The appeal was disposed of with directions for compliance and appearance before the Tribunal on 23 March 2026.
Implications
This ruling reinforces several critical principles in motor accident compensation law:
- Delay in FIR is not automatically fatal to a claim.
- Filing of a charge-sheet strongly supports negligence findings.
- Functional disability, not merely medical disability, governs loss of earning capacity.
- Courts may enhance compensation even in insurer appeals.
- “Just compensation” remains the guiding statutory mandate.
The decision is particularly significant for catastrophic injury cases involving traumatic brain injury and psychiatric sequelae, where long-term care costs and non-pecuniary losses must be realistically assessed.
Case Law References
- Raj Kumar v.

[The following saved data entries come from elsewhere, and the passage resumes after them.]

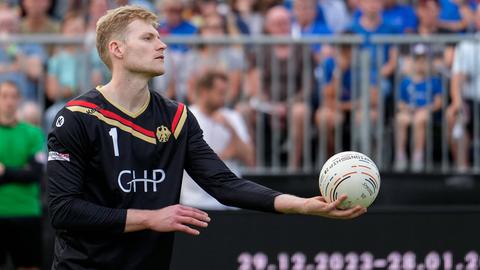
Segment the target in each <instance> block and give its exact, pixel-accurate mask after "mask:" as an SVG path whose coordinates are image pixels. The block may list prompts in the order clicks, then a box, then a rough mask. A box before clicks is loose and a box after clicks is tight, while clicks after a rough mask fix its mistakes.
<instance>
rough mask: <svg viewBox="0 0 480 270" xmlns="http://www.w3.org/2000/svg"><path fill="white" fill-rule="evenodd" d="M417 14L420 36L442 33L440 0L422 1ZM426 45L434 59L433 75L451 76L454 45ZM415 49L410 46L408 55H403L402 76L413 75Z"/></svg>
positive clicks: (432, 44)
mask: <svg viewBox="0 0 480 270" xmlns="http://www.w3.org/2000/svg"><path fill="white" fill-rule="evenodd" d="M416 13H417V16H418V27H417V32H416V33H417V34H418V35H420V36H424V37H428V36H430V35H435V34H440V33H442V32H441V31H442V29H440V23H439V20H438V15H439V13H440V5H439V3H438V0H420V1H419V2H418V5H417V8H416ZM414 45H415V44H414ZM424 45H425V46H427V47H428V51H429V52H430V54H431V56H432V59H433V61H432V63H433V65H432V66H433V67H432V73H433V74H442V75H444V76H449V74H450V67H451V63H452V61H453V51H454V48H455V47H454V45H453V44H443V43H429V44H424ZM413 48H414V46H408V50H404V52H406V53H407V54H406V55H402V57H401V61H400V63H401V64H400V65H401V70H402V74H404V75H407V76H412V75H413V70H414V69H413V57H412V55H413V53H412V51H413Z"/></svg>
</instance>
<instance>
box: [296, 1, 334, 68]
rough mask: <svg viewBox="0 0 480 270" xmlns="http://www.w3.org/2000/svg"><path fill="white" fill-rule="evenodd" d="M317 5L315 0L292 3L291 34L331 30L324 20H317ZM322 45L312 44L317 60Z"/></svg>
mask: <svg viewBox="0 0 480 270" xmlns="http://www.w3.org/2000/svg"><path fill="white" fill-rule="evenodd" d="M317 16H318V5H317V1H316V0H296V1H294V3H293V19H294V20H293V22H292V36H293V37H297V38H298V37H301V36H317V35H330V34H332V31H330V29H328V27H327V25H326V24H325V22H324V21H323V22H320V21H318V20H317ZM321 48H322V46H320V45H312V50H313V52H314V53H315V57H316V59H317V61H318V62H320V59H321V58H322V52H321Z"/></svg>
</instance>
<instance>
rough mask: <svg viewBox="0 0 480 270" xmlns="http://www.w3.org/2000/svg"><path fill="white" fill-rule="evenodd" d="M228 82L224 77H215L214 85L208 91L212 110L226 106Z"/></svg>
mask: <svg viewBox="0 0 480 270" xmlns="http://www.w3.org/2000/svg"><path fill="white" fill-rule="evenodd" d="M227 90H228V83H227V81H225V80H223V79H219V78H217V79H215V80H214V82H213V87H212V89H210V91H208V90H207V91H208V106H209V107H210V108H209V109H210V110H212V111H215V110H218V109H220V108H222V107H223V106H225V99H226V97H227Z"/></svg>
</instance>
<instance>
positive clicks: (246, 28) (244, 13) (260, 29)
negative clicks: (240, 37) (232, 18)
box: [230, 0, 263, 35]
mask: <svg viewBox="0 0 480 270" xmlns="http://www.w3.org/2000/svg"><path fill="white" fill-rule="evenodd" d="M230 6H231V8H232V16H233V19H234V20H235V23H236V25H237V28H238V29H239V30H240V33H242V34H244V35H259V34H261V33H262V29H263V17H262V15H261V14H260V12H259V11H258V3H256V1H254V0H231V1H230Z"/></svg>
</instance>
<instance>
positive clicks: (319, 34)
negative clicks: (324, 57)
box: [293, 21, 333, 53]
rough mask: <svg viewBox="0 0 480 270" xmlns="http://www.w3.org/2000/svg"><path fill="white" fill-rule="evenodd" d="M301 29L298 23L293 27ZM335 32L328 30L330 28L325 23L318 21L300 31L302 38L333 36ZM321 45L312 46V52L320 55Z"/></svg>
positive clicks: (313, 44) (314, 44) (296, 23)
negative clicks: (332, 34)
mask: <svg viewBox="0 0 480 270" xmlns="http://www.w3.org/2000/svg"><path fill="white" fill-rule="evenodd" d="M295 26H297V27H300V26H299V25H298V24H297V23H296V22H295V23H294V26H293V27H295ZM332 33H333V32H332V31H331V30H330V29H329V28H328V26H327V25H326V24H324V23H320V22H318V21H315V22H313V23H312V24H311V25H309V26H307V27H305V28H303V29H300V35H301V36H317V35H331V34H332ZM321 47H322V46H321V45H320V44H313V45H312V46H311V48H312V51H313V52H314V53H318V52H319V51H320V49H321Z"/></svg>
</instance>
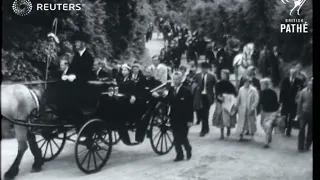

Ajay Kumar (2011) – Functional disability must reflect impact on earning capacity.
- Sarla Verma v. DTC (2009) – Standardized multiplier method.
- National Insurance Co. Ltd. v. Pranay Sethi (2017) – Future prospects framework.
- Kajal v. Jagdish Chand (2020) – Multiplier method valid for attendant charges.
- Surekha v. Santosh (2021) – Appellate court may enhance compensation without cross-appeal.
FAQs
1. Can compensation be enhanced in an insurer’s appeal?
Yes. Courts can enhance compensation if required to ensure “just compensation,” even without cross-appeal by the claimant.
2. Is delay in FIR fatal in motor accident cases?
No. Courts assess delay holistically. If police investigation supports the accident, delay alone is insufficient to dismiss a claim.
3. How is loss of future income calculated in permanent disability cases?
Courts apply functional disability, add future prospects, and use multiplier method as per Sarla Verma and Pranay Sethi.